# Mattlures Minnows are out!



## SMDave (Dec 4, 2007)

Just letting you guys know, Mattlures minnows are now in stock! https://www.tacklewarehouse.com/descpageSWMMATT-MLSD.html# They look crazy :shock:


----------



## jkbirocz (Dec 4, 2007)

Those look awesome. They look like a much more realistic yamma swim senko. They look like they would swim much more stable than the swim senkos do. Everytime I used a swim senko t-rigged weightless, it just spun constantly and looked horrible. I may have to get some of the golden shiner color, I know lake filled with golden shiners  and bass and pickerel


----------



## SMDave (Dec 4, 2007)

Fishin NJ said:


> They look good just seem a little high on the price $9.99 for a three pack, seems a little stiff for 3 soft baits


Try to look for another swimbait with that much detail for that price! Looking at his other baits may change your mind https://mattlures.com/products.htm. He is a member of another forum I am a member of which is how I found out about him. 

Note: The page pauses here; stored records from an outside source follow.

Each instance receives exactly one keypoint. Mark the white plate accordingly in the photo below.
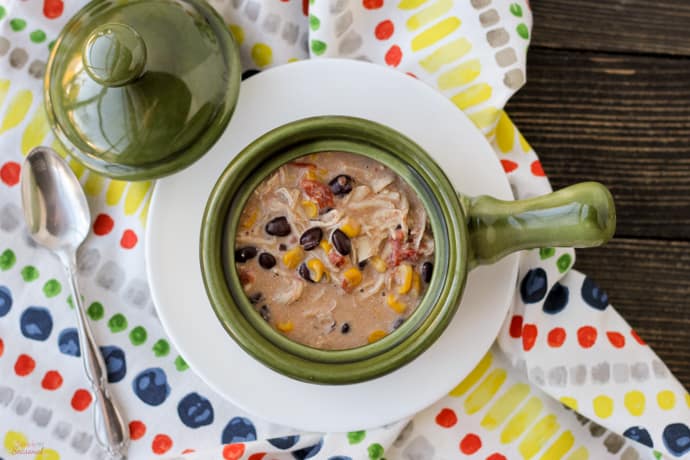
(273, 98)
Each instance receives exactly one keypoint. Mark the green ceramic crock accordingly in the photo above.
(139, 89)
(467, 232)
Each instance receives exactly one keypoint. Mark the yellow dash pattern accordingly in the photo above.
(4, 88)
(473, 376)
(114, 192)
(94, 184)
(570, 402)
(634, 401)
(145, 212)
(460, 75)
(435, 33)
(35, 131)
(579, 454)
(445, 54)
(505, 133)
(485, 391)
(666, 399)
(538, 436)
(15, 442)
(411, 4)
(474, 95)
(17, 110)
(135, 196)
(560, 447)
(522, 419)
(484, 118)
(429, 14)
(603, 406)
(505, 405)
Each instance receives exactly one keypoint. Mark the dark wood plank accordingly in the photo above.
(621, 120)
(661, 26)
(648, 282)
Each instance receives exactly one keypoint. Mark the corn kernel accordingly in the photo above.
(416, 283)
(318, 268)
(351, 228)
(326, 246)
(378, 334)
(352, 278)
(250, 220)
(379, 264)
(311, 209)
(286, 326)
(293, 257)
(395, 304)
(404, 278)
(322, 173)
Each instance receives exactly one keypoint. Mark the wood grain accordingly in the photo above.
(637, 26)
(620, 120)
(648, 282)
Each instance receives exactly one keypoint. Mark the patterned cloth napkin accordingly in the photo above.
(566, 378)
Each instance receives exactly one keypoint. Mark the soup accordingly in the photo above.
(334, 250)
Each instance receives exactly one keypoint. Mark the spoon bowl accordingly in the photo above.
(57, 217)
(55, 208)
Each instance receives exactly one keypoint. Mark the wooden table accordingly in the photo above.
(608, 99)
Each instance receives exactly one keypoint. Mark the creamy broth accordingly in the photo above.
(334, 250)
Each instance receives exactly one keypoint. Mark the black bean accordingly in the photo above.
(341, 185)
(341, 242)
(278, 226)
(254, 298)
(398, 322)
(244, 254)
(311, 238)
(427, 268)
(266, 260)
(303, 271)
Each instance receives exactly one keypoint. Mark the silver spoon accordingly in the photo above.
(57, 216)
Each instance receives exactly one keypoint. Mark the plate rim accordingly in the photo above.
(511, 263)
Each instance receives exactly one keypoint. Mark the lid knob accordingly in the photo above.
(114, 54)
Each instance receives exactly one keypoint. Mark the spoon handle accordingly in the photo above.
(111, 431)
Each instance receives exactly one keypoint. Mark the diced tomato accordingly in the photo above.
(336, 259)
(318, 192)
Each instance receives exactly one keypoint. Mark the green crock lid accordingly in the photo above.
(141, 89)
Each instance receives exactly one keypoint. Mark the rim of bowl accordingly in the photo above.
(261, 158)
(178, 160)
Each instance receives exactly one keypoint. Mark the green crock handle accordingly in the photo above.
(582, 215)
(114, 54)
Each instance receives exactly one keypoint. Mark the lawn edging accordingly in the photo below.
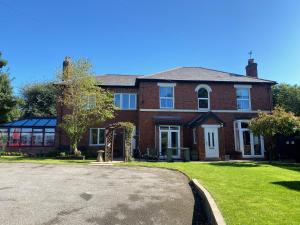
(213, 213)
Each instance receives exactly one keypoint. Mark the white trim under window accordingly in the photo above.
(125, 101)
(205, 99)
(243, 97)
(97, 137)
(166, 102)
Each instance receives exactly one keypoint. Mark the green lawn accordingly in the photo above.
(248, 193)
(21, 159)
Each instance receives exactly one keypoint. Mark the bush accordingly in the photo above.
(62, 154)
(12, 154)
(77, 153)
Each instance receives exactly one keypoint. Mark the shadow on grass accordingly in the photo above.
(292, 185)
(200, 214)
(235, 164)
(288, 166)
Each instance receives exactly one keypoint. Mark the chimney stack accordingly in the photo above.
(251, 68)
(67, 68)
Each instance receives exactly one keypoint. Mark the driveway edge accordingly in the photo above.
(213, 213)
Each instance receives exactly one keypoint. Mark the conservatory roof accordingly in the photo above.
(32, 122)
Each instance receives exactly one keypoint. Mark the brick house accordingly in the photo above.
(203, 109)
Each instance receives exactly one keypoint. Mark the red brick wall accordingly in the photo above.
(120, 116)
(222, 97)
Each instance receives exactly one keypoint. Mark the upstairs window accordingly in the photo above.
(243, 98)
(203, 94)
(166, 96)
(89, 102)
(202, 98)
(97, 136)
(125, 101)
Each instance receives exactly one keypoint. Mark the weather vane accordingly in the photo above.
(250, 54)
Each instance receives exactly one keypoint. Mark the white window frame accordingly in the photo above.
(194, 136)
(170, 85)
(248, 88)
(121, 100)
(90, 137)
(89, 104)
(208, 89)
(241, 140)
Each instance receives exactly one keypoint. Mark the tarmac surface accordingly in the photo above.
(45, 194)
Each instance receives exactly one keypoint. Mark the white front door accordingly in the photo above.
(169, 137)
(211, 142)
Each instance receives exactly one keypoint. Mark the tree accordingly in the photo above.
(3, 62)
(7, 100)
(288, 97)
(84, 102)
(270, 126)
(39, 99)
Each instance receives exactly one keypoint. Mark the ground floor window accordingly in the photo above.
(97, 136)
(169, 137)
(246, 142)
(3, 137)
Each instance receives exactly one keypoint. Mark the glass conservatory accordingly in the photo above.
(33, 132)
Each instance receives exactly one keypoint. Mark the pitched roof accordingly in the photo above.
(202, 74)
(197, 74)
(117, 79)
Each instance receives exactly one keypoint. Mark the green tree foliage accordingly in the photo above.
(270, 126)
(85, 103)
(39, 99)
(288, 97)
(7, 100)
(279, 122)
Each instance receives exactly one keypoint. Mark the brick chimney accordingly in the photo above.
(67, 68)
(251, 68)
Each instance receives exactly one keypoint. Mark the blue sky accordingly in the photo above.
(143, 36)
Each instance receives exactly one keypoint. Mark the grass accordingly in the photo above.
(248, 193)
(44, 160)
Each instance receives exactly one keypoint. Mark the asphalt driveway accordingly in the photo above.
(83, 194)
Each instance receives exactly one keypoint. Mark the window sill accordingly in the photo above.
(126, 109)
(203, 110)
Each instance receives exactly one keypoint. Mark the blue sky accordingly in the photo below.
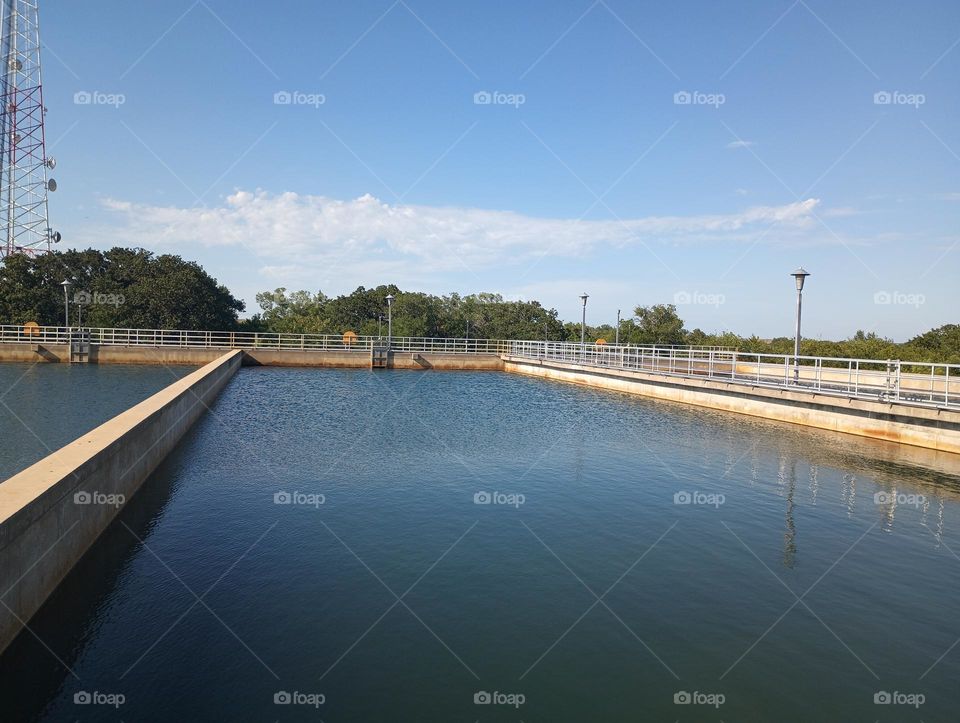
(587, 171)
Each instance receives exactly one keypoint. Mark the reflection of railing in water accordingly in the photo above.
(912, 383)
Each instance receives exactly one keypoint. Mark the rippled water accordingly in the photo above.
(45, 406)
(384, 587)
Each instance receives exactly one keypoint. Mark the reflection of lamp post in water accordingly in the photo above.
(790, 535)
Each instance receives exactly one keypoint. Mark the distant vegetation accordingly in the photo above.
(129, 288)
(134, 288)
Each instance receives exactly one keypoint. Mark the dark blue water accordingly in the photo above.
(384, 592)
(45, 406)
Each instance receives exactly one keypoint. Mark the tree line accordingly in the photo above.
(134, 288)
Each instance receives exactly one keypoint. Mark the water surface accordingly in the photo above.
(385, 587)
(45, 406)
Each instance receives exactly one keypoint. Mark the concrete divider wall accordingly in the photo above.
(920, 426)
(45, 528)
(344, 359)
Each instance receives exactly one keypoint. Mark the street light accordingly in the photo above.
(583, 324)
(390, 298)
(66, 302)
(799, 276)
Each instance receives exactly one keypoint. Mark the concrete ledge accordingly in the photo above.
(45, 529)
(932, 428)
(41, 351)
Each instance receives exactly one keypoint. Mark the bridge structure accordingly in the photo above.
(891, 381)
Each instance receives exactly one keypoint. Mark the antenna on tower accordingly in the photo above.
(23, 160)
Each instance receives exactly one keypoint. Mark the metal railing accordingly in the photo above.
(912, 383)
(186, 339)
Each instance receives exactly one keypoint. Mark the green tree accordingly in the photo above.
(124, 287)
(657, 324)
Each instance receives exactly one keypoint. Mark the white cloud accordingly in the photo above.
(301, 231)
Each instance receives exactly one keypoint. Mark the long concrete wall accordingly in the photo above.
(920, 426)
(108, 354)
(51, 512)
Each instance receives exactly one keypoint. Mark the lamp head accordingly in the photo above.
(800, 275)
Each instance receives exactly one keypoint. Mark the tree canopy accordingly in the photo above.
(121, 287)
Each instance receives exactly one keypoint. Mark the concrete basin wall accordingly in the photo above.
(937, 429)
(51, 512)
(334, 359)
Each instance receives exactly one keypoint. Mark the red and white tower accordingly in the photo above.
(24, 163)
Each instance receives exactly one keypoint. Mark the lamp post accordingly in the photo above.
(583, 324)
(66, 302)
(390, 298)
(799, 276)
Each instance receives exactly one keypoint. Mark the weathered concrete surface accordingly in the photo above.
(358, 359)
(45, 528)
(41, 351)
(920, 426)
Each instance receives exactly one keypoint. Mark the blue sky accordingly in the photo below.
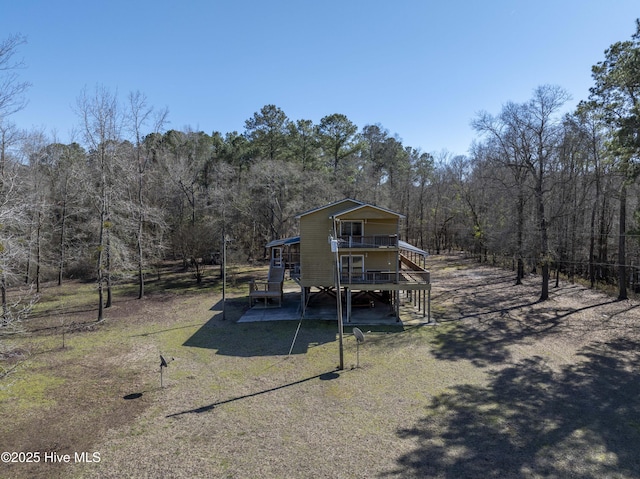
(421, 69)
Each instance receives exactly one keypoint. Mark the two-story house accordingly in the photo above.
(361, 242)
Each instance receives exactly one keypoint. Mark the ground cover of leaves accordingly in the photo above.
(503, 386)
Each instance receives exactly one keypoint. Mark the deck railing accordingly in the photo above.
(375, 241)
(388, 277)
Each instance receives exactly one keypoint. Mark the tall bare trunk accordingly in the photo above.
(622, 270)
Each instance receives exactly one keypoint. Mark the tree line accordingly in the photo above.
(541, 189)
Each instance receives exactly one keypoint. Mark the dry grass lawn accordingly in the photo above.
(502, 387)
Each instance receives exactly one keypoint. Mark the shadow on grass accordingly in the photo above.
(532, 421)
(275, 338)
(488, 343)
(328, 376)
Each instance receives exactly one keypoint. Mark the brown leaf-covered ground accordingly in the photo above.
(504, 386)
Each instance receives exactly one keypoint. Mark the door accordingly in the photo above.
(276, 257)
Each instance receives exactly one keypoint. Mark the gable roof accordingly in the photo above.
(329, 206)
(366, 205)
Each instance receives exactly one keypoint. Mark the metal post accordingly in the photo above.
(334, 248)
(224, 273)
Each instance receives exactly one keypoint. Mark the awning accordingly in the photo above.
(283, 242)
(409, 247)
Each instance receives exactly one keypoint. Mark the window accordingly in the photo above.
(352, 267)
(351, 228)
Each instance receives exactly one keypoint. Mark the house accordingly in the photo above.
(361, 242)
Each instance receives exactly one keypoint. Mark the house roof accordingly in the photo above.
(348, 209)
(410, 247)
(283, 242)
(365, 205)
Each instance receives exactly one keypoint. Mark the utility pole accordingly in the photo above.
(334, 249)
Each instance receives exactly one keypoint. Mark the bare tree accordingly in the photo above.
(12, 89)
(101, 124)
(139, 115)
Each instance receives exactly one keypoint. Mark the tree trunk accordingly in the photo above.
(622, 270)
(519, 239)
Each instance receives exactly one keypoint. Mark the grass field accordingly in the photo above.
(501, 387)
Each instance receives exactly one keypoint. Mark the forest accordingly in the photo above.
(540, 190)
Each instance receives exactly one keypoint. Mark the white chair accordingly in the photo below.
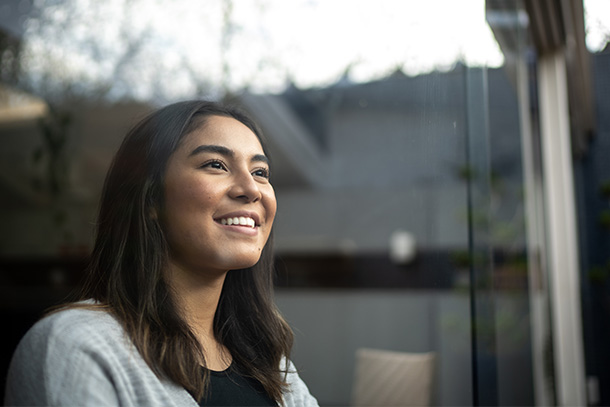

Oh and Jim (and others), I hope I'm not spamming :shock:
Here is some additional info: https://tackletour.com/video/ttvmattlurespreview.wmv


----------



## little anth (Dec 4, 2007)

wow those both look sweet the mattlures bluegils look like the storm ones


----------



## BensalemAngler (Dec 5, 2007)

God they look great.


----------



## Jim (Dec 5, 2007)

SMDave said:


> Fishin NJ said:
> 
> 
> > They look good just seem a little high on the price $9.99 for a three pack, seems a little stiff for 3 soft baits
> ...




Nope, Posting other forums does not bother me at all. It would bother me if a member was new and did it in there first couple of posts.


----------



## Jim (Dec 5, 2007)

Ask JustfishN about the Matlures Ultimate Bluegill. She won one in our first ever Tournament this year.


----------



## Bryan_VA (Dec 5, 2007)

I own several Mattlures swimbaits and they're excellent lures. I'll probably try those new ones at some point too. Best thing about ML baits is that you don't need a super heavy swimbait rod/reel to use them, a flippin stick works fine.


----------